Om te eten, staken we binnen een vuur aan om brood te bakken en maaltijden te bereiden. Elke raketaanval, elke beschieting zorgde ervoor dat de kinderen schreeuwden. Spanning en angst vulden het huis. Er volgden lange discussies over de vraag of we moesten vertrekken. Maar waar konden we heen? De weg naar het westen, naar Gaza-Stad, was volledig geblokkeerd en de route naar het oosten was gevaarlijk.
Heel Jabaliya was een slagveld geworden.
Gedurende de nacht van 9 oktober lieten Apache-helikopters en quadcopters kogelregens op daken neerkomen.

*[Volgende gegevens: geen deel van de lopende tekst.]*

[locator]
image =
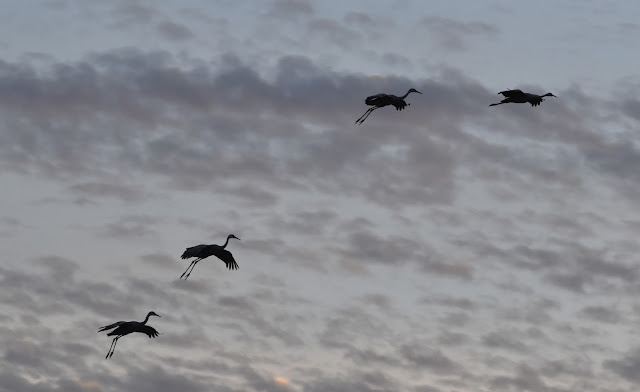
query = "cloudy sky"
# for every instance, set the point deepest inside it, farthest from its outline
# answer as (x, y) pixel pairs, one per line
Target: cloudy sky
(450, 247)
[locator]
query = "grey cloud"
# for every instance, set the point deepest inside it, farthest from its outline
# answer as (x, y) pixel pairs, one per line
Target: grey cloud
(335, 33)
(353, 381)
(627, 367)
(452, 34)
(131, 14)
(603, 314)
(424, 357)
(160, 260)
(10, 226)
(505, 339)
(526, 378)
(289, 9)
(453, 339)
(97, 190)
(131, 227)
(174, 31)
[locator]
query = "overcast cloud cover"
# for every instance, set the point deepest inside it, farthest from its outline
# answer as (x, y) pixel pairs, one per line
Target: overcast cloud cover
(447, 247)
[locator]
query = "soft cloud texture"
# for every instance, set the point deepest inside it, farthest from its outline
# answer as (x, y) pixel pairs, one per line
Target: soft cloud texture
(447, 247)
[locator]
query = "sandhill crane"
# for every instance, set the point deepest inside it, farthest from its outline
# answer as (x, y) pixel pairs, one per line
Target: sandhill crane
(381, 100)
(203, 251)
(517, 96)
(127, 327)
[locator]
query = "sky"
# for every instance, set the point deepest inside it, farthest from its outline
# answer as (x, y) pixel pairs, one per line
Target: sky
(449, 247)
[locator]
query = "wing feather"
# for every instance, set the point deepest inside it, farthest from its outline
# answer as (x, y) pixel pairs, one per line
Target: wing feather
(376, 99)
(108, 327)
(194, 251)
(227, 257)
(149, 331)
(511, 93)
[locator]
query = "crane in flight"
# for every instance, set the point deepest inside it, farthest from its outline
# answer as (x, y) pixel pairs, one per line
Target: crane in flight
(203, 251)
(127, 327)
(381, 100)
(518, 96)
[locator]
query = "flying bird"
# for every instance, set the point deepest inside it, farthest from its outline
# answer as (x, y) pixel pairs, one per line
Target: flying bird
(127, 327)
(381, 100)
(203, 251)
(517, 96)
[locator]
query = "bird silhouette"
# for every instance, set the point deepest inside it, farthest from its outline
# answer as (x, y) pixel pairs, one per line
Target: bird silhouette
(381, 100)
(517, 96)
(203, 251)
(127, 327)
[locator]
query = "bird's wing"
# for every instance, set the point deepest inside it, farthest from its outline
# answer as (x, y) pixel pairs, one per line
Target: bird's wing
(534, 100)
(227, 257)
(375, 99)
(511, 93)
(149, 331)
(399, 103)
(108, 327)
(194, 251)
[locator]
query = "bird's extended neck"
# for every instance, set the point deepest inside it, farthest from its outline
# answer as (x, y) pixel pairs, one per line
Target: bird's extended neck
(407, 94)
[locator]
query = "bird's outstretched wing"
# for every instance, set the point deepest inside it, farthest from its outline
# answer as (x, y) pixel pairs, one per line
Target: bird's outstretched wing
(375, 99)
(511, 93)
(227, 257)
(535, 100)
(194, 251)
(108, 327)
(149, 331)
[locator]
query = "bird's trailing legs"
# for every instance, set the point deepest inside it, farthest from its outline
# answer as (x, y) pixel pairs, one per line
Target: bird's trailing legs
(191, 266)
(112, 347)
(366, 114)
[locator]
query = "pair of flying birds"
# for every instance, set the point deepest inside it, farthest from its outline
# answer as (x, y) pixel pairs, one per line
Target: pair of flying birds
(123, 328)
(381, 100)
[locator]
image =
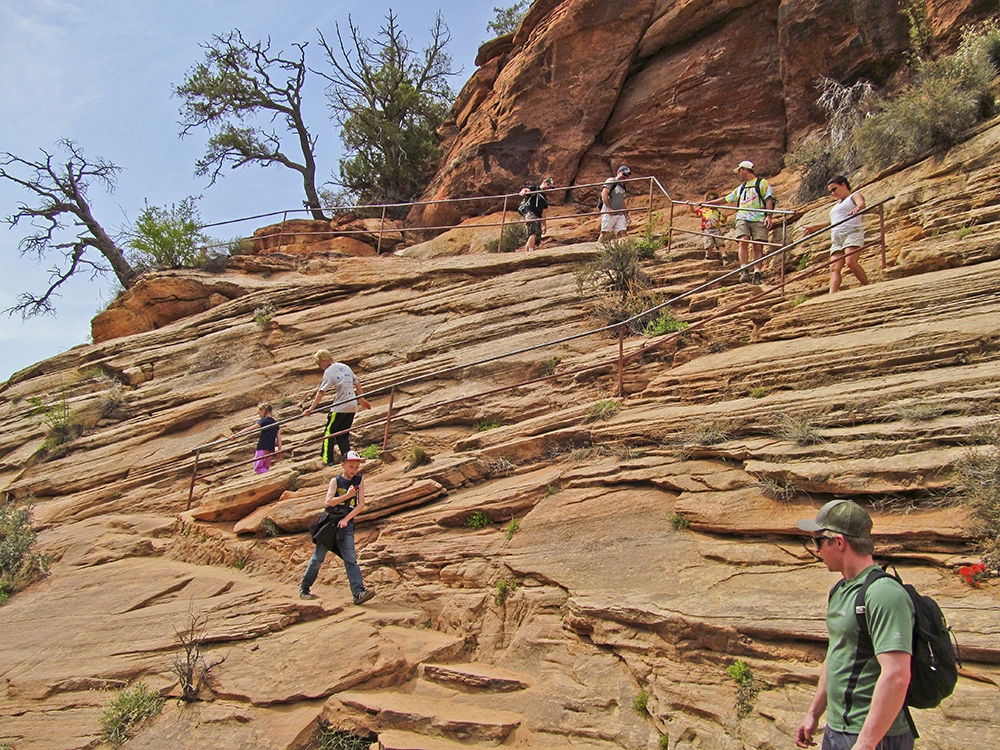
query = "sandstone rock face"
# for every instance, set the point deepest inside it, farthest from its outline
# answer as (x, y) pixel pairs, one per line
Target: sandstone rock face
(548, 563)
(678, 89)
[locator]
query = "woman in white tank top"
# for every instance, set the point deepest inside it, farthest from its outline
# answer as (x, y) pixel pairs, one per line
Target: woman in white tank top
(847, 239)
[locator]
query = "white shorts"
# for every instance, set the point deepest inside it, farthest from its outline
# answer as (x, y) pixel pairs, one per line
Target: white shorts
(613, 223)
(844, 237)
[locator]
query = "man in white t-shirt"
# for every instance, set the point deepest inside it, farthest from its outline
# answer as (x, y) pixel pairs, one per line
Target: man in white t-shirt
(339, 378)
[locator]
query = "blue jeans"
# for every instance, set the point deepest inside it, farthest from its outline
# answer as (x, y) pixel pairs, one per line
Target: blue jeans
(345, 543)
(834, 740)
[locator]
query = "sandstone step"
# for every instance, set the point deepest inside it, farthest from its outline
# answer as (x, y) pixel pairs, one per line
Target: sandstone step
(395, 739)
(475, 676)
(391, 710)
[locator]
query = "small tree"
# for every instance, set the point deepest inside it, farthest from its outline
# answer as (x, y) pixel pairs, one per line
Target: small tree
(508, 19)
(238, 80)
(168, 237)
(389, 102)
(62, 221)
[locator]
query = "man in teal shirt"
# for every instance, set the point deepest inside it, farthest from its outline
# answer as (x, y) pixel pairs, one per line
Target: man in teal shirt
(869, 715)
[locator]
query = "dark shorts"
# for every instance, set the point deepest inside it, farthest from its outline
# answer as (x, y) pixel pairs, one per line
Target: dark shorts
(834, 740)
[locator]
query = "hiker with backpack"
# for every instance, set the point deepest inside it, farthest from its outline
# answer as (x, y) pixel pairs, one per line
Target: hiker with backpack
(753, 225)
(614, 215)
(889, 646)
(533, 205)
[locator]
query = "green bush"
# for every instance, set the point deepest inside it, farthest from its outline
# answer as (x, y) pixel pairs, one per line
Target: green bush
(477, 520)
(128, 708)
(746, 687)
(977, 476)
(168, 237)
(20, 564)
(370, 452)
(664, 324)
(603, 410)
(641, 703)
(514, 238)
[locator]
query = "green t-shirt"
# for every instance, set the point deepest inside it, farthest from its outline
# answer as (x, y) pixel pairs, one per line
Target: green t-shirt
(890, 622)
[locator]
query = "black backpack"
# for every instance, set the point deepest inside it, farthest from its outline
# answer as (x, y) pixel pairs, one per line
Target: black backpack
(600, 195)
(935, 660)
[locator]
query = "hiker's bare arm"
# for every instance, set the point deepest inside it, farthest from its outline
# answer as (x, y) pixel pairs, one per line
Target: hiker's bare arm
(887, 699)
(360, 491)
(803, 735)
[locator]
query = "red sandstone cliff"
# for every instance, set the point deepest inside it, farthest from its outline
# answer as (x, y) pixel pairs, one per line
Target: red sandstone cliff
(681, 89)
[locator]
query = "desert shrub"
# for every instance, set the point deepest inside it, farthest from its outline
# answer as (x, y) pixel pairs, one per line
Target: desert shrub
(128, 708)
(61, 423)
(603, 410)
(20, 564)
(678, 522)
(477, 520)
(339, 739)
(263, 314)
(641, 703)
(370, 452)
(616, 269)
(189, 665)
(665, 323)
(512, 526)
(746, 687)
(977, 477)
(949, 96)
(168, 237)
(799, 430)
(514, 237)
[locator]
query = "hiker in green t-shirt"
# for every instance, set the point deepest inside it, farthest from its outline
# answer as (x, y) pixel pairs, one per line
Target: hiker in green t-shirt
(864, 701)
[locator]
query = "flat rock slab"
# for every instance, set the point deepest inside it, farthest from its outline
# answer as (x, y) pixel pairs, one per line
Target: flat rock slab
(426, 715)
(474, 676)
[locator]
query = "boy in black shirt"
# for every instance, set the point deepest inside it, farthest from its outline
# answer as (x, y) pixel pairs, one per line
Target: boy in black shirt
(345, 498)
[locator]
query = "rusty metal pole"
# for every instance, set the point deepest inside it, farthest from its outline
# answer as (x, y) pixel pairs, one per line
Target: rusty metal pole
(503, 220)
(670, 226)
(621, 360)
(388, 417)
(194, 475)
(381, 230)
(881, 231)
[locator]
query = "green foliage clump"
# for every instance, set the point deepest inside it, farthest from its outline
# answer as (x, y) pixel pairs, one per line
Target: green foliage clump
(664, 324)
(477, 520)
(339, 739)
(977, 477)
(514, 237)
(61, 423)
(508, 19)
(512, 526)
(168, 237)
(370, 452)
(128, 708)
(641, 703)
(19, 563)
(603, 410)
(746, 687)
(504, 589)
(679, 522)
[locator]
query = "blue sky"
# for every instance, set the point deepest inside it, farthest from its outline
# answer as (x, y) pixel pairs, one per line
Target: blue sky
(101, 73)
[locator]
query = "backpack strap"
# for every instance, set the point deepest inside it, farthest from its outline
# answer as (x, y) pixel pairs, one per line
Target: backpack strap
(866, 649)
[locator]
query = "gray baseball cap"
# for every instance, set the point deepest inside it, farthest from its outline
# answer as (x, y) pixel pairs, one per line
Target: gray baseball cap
(841, 517)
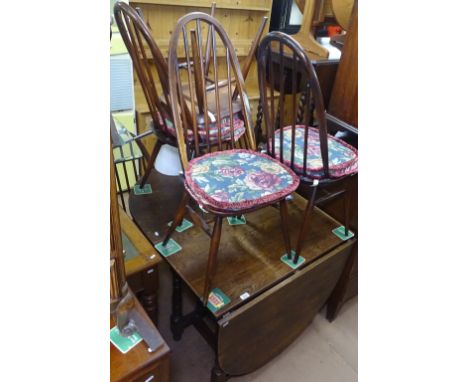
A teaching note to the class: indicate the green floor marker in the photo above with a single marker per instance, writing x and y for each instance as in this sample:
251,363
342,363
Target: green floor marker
124,344
169,249
186,224
234,220
340,232
217,299
290,263
137,190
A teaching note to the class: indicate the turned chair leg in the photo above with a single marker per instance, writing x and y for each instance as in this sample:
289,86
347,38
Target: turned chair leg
304,225
211,265
150,164
285,225
178,217
346,203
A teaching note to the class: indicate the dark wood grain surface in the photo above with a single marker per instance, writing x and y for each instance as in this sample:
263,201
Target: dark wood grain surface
249,255
267,325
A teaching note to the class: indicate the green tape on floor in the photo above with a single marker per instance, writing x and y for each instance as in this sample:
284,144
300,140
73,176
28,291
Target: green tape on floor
169,249
124,344
234,220
290,263
186,224
217,299
340,232
137,190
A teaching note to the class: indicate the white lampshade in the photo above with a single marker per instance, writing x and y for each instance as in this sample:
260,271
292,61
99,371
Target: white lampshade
168,162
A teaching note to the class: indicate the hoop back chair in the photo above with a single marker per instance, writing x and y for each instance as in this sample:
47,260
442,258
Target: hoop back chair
142,48
131,25
305,146
223,178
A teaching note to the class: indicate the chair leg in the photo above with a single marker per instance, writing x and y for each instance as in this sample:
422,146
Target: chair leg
150,164
285,225
211,265
304,224
180,213
346,203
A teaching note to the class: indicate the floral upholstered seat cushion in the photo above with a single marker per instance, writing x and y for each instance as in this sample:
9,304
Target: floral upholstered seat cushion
238,125
238,179
342,157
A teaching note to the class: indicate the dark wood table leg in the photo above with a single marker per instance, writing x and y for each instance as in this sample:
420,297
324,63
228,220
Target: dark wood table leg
336,299
218,375
177,321
149,297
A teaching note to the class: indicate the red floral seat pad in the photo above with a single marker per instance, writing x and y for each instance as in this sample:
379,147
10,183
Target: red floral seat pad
342,157
238,179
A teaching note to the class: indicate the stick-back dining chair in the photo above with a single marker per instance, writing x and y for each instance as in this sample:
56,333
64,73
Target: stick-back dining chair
321,160
152,75
141,46
220,177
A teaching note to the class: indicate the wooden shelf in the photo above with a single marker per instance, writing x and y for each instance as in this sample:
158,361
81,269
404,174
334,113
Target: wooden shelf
207,4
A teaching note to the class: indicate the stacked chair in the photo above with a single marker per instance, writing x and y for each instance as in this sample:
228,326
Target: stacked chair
322,161
223,178
153,79
209,120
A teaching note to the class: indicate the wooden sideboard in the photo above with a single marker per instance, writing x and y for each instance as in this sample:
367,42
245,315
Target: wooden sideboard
138,364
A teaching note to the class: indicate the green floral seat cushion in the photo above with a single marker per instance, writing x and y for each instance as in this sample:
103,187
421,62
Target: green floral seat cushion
342,157
238,179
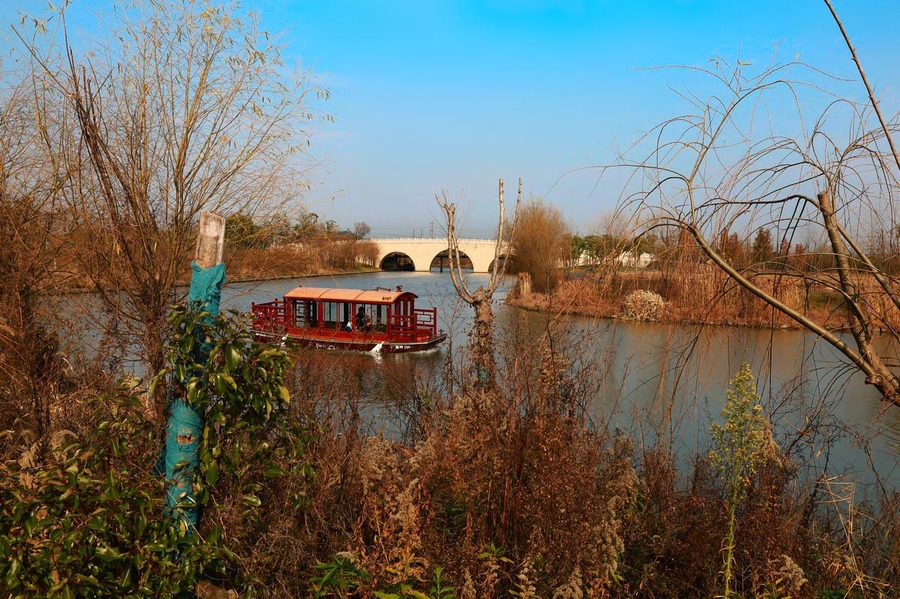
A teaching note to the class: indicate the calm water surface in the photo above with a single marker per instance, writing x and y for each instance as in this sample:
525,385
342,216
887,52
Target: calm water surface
666,381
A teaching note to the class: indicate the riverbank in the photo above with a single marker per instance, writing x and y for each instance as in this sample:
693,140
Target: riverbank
702,295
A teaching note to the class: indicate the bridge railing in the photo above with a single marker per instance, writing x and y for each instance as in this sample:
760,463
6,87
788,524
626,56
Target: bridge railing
426,239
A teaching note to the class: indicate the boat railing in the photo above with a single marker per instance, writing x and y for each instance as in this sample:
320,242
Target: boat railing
268,316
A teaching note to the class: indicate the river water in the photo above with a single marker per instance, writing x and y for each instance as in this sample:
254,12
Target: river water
665,382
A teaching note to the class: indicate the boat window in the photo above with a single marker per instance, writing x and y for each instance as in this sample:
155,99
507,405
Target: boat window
304,313
331,315
379,317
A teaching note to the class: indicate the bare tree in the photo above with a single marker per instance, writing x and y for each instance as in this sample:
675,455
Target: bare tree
730,164
482,335
187,108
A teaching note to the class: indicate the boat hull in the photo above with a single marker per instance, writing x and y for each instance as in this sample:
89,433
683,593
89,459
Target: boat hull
355,343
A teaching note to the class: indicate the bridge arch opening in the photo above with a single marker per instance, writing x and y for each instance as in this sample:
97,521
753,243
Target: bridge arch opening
503,259
397,261
441,261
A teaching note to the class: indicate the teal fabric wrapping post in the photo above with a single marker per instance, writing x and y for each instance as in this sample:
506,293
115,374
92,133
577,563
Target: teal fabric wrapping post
185,424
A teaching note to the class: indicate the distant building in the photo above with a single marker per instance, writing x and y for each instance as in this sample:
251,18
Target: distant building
635,260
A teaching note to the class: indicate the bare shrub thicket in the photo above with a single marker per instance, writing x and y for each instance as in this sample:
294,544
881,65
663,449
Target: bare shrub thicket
542,245
186,108
799,183
33,262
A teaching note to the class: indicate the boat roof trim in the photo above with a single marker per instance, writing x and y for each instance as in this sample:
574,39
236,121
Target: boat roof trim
359,296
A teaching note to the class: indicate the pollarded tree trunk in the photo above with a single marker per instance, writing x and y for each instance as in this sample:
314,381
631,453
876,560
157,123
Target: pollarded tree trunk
482,336
483,339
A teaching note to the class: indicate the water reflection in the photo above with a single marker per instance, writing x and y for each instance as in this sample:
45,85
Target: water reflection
658,382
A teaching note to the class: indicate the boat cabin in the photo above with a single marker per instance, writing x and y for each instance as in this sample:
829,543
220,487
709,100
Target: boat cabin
349,318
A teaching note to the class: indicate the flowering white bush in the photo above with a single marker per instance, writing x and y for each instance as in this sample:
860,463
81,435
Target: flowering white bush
643,305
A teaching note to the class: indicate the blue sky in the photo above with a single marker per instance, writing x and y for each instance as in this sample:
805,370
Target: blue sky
440,95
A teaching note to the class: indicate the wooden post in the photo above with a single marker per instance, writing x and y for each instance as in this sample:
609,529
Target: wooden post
210,240
185,425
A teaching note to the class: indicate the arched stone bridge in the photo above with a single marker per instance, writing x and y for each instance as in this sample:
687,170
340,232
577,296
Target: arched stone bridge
422,251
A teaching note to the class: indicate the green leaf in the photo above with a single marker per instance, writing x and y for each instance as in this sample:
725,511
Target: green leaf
273,471
212,474
232,357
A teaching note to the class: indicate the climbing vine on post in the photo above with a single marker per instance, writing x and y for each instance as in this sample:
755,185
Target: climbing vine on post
239,390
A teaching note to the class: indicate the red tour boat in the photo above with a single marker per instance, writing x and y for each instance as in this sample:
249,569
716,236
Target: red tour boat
380,320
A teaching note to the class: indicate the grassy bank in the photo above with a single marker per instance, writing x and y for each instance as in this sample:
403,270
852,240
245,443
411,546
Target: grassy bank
515,492
702,294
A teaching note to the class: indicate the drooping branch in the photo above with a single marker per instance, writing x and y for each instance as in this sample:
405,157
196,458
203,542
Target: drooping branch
865,80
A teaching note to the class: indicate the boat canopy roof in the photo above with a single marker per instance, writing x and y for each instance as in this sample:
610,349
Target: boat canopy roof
359,296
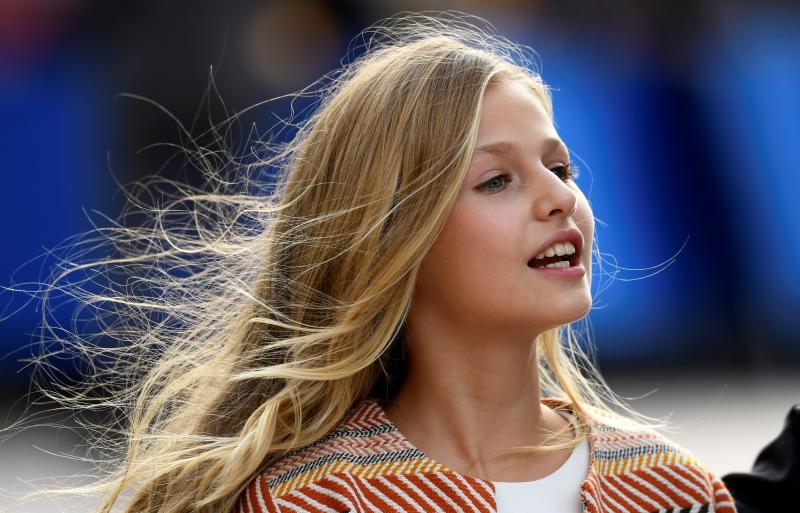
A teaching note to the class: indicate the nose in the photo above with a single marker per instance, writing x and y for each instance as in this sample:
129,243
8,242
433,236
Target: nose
553,198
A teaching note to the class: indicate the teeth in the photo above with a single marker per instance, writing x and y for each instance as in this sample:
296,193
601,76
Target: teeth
559,248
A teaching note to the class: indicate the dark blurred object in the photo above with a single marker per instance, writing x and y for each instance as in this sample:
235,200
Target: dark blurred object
771,485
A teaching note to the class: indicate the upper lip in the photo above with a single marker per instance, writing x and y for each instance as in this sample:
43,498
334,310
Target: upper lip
570,234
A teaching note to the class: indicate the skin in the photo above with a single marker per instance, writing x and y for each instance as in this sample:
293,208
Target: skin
473,385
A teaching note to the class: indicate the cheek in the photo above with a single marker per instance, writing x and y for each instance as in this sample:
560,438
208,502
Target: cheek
475,250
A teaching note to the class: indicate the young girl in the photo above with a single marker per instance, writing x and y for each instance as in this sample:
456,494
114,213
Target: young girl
389,329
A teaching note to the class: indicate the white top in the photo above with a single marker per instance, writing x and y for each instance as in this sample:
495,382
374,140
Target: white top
554,493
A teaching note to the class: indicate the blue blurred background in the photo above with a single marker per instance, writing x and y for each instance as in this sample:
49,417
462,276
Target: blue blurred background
685,116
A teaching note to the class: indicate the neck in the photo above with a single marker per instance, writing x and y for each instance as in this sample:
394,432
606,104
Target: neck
469,396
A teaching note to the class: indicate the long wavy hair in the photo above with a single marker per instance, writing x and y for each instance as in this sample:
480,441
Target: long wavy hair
245,317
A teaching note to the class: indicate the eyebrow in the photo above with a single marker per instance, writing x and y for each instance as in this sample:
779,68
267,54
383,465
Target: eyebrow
550,145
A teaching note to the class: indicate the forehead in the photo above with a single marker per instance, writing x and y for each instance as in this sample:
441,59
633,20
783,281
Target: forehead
513,113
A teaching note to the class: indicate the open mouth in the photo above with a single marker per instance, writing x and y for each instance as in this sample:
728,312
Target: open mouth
555,261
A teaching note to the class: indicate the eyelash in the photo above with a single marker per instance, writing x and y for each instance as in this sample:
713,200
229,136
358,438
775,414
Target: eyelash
570,173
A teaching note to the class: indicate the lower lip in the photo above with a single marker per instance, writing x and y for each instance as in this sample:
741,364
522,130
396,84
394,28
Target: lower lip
575,271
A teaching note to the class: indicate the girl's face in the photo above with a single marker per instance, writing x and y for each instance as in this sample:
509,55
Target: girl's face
515,199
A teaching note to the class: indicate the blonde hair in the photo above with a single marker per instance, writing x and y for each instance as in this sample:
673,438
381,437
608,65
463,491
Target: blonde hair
249,316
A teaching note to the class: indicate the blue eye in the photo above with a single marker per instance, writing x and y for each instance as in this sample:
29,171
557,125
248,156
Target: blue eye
495,184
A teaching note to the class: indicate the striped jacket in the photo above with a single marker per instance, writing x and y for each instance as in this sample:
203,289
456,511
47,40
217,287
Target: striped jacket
367,465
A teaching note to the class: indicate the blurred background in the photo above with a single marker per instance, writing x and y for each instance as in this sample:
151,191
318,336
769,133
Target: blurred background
684,117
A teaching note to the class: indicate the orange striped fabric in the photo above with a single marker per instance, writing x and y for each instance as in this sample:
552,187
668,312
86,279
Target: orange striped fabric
366,465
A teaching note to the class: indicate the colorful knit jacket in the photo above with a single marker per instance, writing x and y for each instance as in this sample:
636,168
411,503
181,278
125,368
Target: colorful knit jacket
367,465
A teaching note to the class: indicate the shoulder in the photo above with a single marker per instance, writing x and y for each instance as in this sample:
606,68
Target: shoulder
642,467
364,444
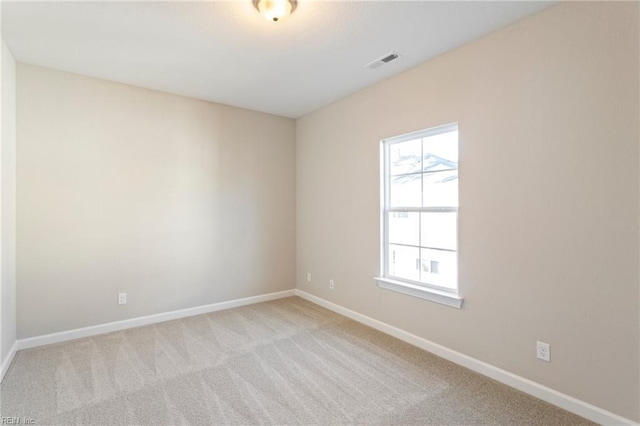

Hierdoor werden de meeste watertanks op huizen verwoest – de bewoners hadden er lang voor gewerkt en gelopen om ze te vullen.
De hele nacht hoorden we het geluid van geweervuur, gemengd met water dat naar beneden druppelde, waardoor straten en huizen overstroomden. We wisten dat we tegen de ochtend geen water meer zouden hebben. Maar we konden niets doen.
Niemand sliep. We zaten trillend te wachten op de volgende raket.
Bij zonsopgang laaide de discussie over het verlaten van het gebied weer op. Sommigen beweerden dat vluchten onze beste kans was, terwijl anderen geloofden dat het ons alleen maar aan gevaar zou blootstellen en het doel zou dienen om ons met geweld uit onze huizen te verdrijven.
Maar om vijf uur ’s middags hoorden we dat de meeste huizen in ons gebied de vorige nacht het doelwit waren geweest. We hadden dit niet eerder gehoord omdat de meeste mensen te bang waren om hun huis te verlaten om het anderen te vertellen, en er was geen mobiel bereik. Dus toen we zagen dat de meeste van onze buren vertrokken, namen we uiteindelijk het moeilijke besluit om te vertrekken.
Vertrek
Met een zwaar hart namen we afscheid van mijn tantes en andere familieleden die bij ons hun toevlucht hadden gezocht. We verdeelden ons in kleinere eenheden om onderdak te vinden bij familieleden. Er was geen plek meer die groot genoeg was om ons allemaal te huisvesten. Tranen vulden onze ogen toen we uit elkaar gingen, nadat we een jaar of langer samen ontheemd waren geweest, afgezien van mijn neef, de laatste nieuwkomer.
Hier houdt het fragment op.